# ÁREA DE LAZER > Video, Fotografia e Técnica >  Opniões sobre Lente Canon 55-200 USM

## Bruno Quinzico

Olá,

estou a pensar em comprar uma 350D, inserida num kit com as lentes 18-55 e 55-200. Nunca fiz fotografia, nem tenho grandes noções de fotografia, assim gostava de receber opiniões sobre a lente 55-200. Com esta lente posso tirar fotos a pólipos, e outras de grande definição? 
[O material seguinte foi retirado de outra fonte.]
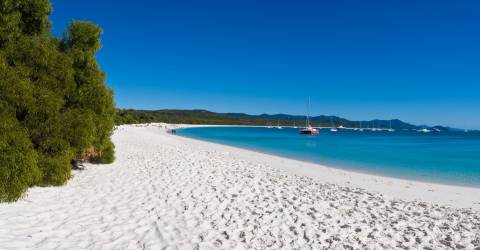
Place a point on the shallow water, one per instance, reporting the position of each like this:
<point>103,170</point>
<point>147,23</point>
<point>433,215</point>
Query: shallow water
<point>447,157</point>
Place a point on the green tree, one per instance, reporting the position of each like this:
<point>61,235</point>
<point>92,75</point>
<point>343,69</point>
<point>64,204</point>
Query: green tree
<point>55,106</point>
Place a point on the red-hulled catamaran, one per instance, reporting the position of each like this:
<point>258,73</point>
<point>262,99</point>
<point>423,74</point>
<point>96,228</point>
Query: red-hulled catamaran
<point>308,130</point>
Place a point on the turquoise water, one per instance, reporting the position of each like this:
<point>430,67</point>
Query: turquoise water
<point>448,157</point>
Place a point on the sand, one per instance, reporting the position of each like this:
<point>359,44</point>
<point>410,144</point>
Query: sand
<point>169,192</point>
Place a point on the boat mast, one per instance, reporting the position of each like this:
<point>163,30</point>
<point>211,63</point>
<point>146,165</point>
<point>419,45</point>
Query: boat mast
<point>308,114</point>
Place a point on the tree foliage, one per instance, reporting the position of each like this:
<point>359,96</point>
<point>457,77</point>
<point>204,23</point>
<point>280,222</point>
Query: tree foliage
<point>55,106</point>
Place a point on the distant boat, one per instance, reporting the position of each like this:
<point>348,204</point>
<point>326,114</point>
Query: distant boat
<point>308,130</point>
<point>333,129</point>
<point>391,129</point>
<point>278,125</point>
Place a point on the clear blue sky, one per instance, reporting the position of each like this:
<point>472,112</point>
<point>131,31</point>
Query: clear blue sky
<point>414,60</point>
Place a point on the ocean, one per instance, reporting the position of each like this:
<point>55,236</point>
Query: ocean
<point>439,157</point>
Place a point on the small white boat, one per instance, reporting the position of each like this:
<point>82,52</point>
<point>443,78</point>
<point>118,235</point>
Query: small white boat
<point>391,129</point>
<point>333,129</point>
<point>308,130</point>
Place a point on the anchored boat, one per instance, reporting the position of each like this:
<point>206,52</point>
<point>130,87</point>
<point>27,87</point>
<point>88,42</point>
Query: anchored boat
<point>308,130</point>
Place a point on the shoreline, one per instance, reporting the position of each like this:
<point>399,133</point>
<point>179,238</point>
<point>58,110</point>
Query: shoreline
<point>170,192</point>
<point>324,165</point>
<point>443,194</point>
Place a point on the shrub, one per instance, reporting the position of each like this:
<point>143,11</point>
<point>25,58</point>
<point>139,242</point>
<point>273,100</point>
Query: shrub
<point>54,104</point>
<point>18,160</point>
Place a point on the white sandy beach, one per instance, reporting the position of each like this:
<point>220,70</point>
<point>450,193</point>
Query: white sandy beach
<point>169,192</point>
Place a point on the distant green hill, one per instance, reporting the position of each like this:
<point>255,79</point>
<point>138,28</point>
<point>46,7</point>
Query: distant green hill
<point>198,116</point>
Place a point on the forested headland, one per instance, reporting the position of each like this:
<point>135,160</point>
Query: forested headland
<point>54,104</point>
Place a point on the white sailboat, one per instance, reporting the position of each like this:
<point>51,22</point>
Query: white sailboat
<point>333,129</point>
<point>308,130</point>
<point>278,125</point>
<point>391,129</point>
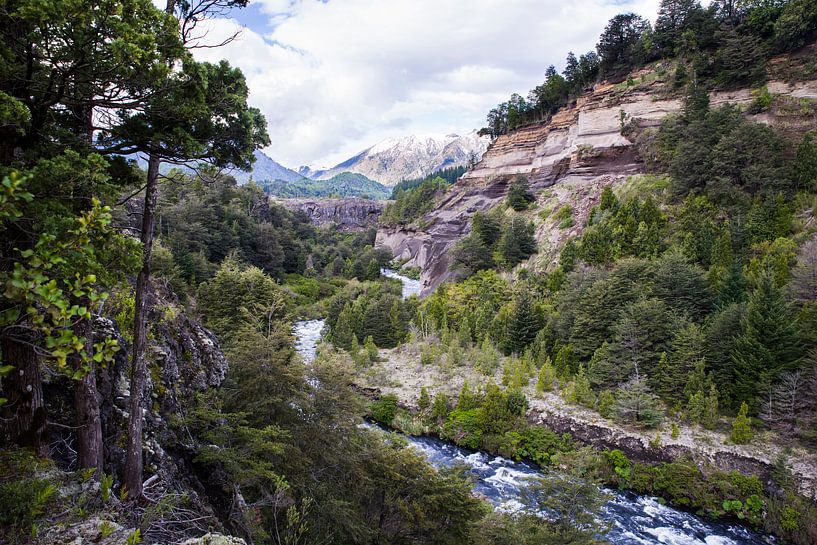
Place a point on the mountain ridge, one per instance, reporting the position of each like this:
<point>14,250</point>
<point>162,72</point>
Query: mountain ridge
<point>393,160</point>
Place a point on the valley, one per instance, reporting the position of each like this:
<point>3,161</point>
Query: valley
<point>592,320</point>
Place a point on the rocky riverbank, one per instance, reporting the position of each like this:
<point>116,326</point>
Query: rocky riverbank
<point>400,373</point>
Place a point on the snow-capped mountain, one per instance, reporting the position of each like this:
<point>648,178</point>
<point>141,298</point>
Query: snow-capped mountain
<point>266,169</point>
<point>397,159</point>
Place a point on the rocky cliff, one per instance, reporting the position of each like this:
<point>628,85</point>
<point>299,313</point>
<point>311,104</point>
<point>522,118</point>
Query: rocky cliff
<point>346,214</point>
<point>185,361</point>
<point>576,153</point>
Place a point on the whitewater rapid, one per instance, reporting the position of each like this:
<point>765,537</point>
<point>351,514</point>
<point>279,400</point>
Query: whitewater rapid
<point>635,520</point>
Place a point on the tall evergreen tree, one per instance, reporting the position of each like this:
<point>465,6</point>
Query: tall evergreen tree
<point>768,344</point>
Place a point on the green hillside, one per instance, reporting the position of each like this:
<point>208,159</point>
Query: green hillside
<point>345,184</point>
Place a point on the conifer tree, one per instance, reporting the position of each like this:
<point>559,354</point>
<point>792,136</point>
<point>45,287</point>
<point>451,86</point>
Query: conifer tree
<point>606,404</point>
<point>372,353</point>
<point>343,333</point>
<point>424,402</point>
<point>566,361</point>
<point>582,392</point>
<point>439,409</point>
<point>547,376</point>
<point>768,344</point>
<point>467,399</point>
<point>524,324</point>
<point>741,428</point>
<point>636,404</point>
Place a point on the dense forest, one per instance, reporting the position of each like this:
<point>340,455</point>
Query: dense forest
<point>725,44</point>
<point>345,184</point>
<point>692,300</point>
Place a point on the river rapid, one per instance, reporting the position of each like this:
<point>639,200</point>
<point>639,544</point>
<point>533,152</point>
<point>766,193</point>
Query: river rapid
<point>635,520</point>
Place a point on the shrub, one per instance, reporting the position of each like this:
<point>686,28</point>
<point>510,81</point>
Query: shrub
<point>463,428</point>
<point>384,409</point>
<point>741,430</point>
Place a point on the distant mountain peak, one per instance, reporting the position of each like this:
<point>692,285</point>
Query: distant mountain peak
<point>395,159</point>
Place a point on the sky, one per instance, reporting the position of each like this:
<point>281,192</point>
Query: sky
<point>335,77</point>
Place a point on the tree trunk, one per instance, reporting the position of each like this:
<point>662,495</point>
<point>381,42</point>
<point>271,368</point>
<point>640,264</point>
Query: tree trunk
<point>86,405</point>
<point>134,462</point>
<point>23,415</point>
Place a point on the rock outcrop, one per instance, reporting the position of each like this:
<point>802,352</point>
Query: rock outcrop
<point>401,374</point>
<point>348,214</point>
<point>580,146</point>
<point>184,361</point>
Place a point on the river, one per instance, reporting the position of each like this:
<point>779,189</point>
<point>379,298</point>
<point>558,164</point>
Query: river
<point>635,520</point>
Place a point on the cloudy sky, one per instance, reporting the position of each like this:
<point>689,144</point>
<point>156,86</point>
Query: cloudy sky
<point>335,77</point>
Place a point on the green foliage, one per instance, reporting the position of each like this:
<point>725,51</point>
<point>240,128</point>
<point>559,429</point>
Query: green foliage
<point>632,228</point>
<point>582,393</point>
<point>637,405</point>
<point>345,184</point>
<point>411,204</point>
<point>450,175</point>
<point>424,401</point>
<point>23,501</point>
<point>741,428</point>
<point>105,487</point>
<point>369,309</point>
<point>606,403</point>
<point>546,378</point>
<point>463,427</point>
<point>52,285</point>
<point>384,409</point>
<point>768,344</point>
<point>239,296</point>
<point>207,219</point>
<point>134,538</point>
<point>516,243</point>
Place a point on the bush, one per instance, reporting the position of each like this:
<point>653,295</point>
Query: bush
<point>463,427</point>
<point>23,501</point>
<point>384,409</point>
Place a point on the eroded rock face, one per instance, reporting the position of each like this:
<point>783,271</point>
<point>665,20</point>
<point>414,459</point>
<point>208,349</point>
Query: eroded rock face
<point>348,214</point>
<point>580,147</point>
<point>184,361</point>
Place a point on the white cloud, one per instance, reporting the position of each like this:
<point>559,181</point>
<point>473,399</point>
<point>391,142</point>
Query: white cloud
<point>335,77</point>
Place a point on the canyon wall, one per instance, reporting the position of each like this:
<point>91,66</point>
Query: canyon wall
<point>349,214</point>
<point>576,153</point>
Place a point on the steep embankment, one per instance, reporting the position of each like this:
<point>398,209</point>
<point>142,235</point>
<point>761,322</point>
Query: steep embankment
<point>577,152</point>
<point>402,374</point>
<point>346,214</point>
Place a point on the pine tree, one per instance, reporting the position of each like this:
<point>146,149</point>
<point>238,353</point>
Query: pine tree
<point>354,350</point>
<point>566,361</point>
<point>439,409</point>
<point>424,402</point>
<point>768,344</point>
<point>710,420</point>
<point>547,376</point>
<point>343,334</point>
<point>607,403</point>
<point>468,399</point>
<point>636,404</point>
<point>741,428</point>
<point>372,353</point>
<point>525,322</point>
<point>582,392</point>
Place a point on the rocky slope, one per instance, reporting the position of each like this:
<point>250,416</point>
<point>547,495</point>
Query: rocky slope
<point>348,214</point>
<point>185,360</point>
<point>576,153</point>
<point>394,160</point>
<point>400,373</point>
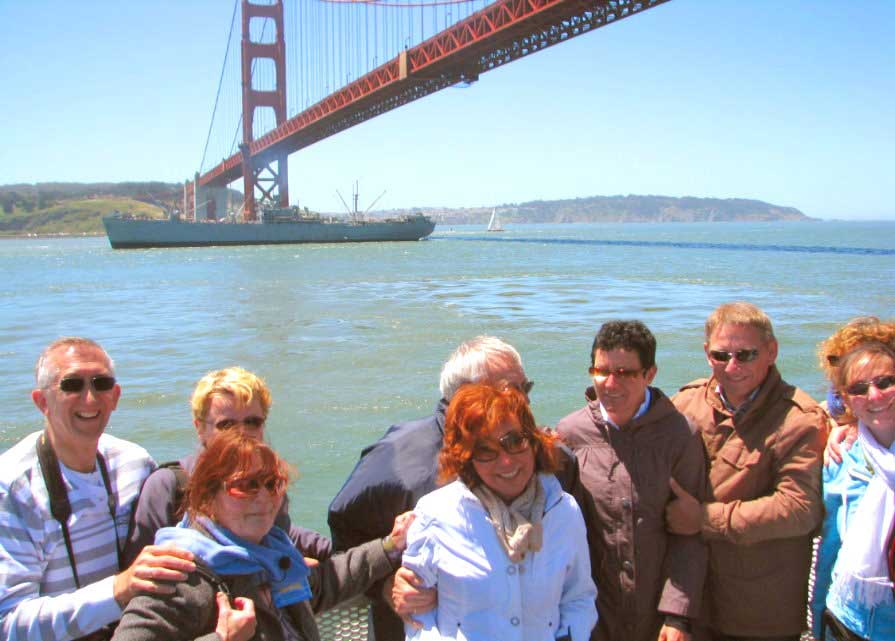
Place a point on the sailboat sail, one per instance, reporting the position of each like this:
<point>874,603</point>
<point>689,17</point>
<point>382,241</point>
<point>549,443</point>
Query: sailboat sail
<point>494,223</point>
Gostava de ter opiniões, de modo a analisar se compro este kit ou um diferente com outra lente.

Obigado a todos.

----------


## Diogo Lopes

Olá Bruno,

Eu tenho uma EOS 300d e comprei a 55/200 como complemento da 18/55 de origem. Considero-a uma boa lente mas não para tirar fotos ao aqua! Para esse efeito deverias pensar numa lente macro.

Para tirar fotos ao aqua, neste momento uso a minha 18/55.

Abraço,
Diogo

----------


## Ricardo Rodrigues

Para macrofotografia existem lentes próprias como o Diogo já referiu. Tens uma lente macro de 60mm específica para DSLR da Canon, o preço desta julgo ser mais convidativo que a lente de 100mm.

A lente que vem com a máquina dá também para tirar fotos muito boas como podes ver nos tópicos do Diogo Lopes, Pedro Pacheco e João Ribeiro.

Boas fotos

----------


## Filipe Simões

deixa lá isso e ve a nova sony SLR  :Smile:

----------


## Bruno Quinzico

Obrigado a todos,

podem-me indicar a referencia de uma lente macro?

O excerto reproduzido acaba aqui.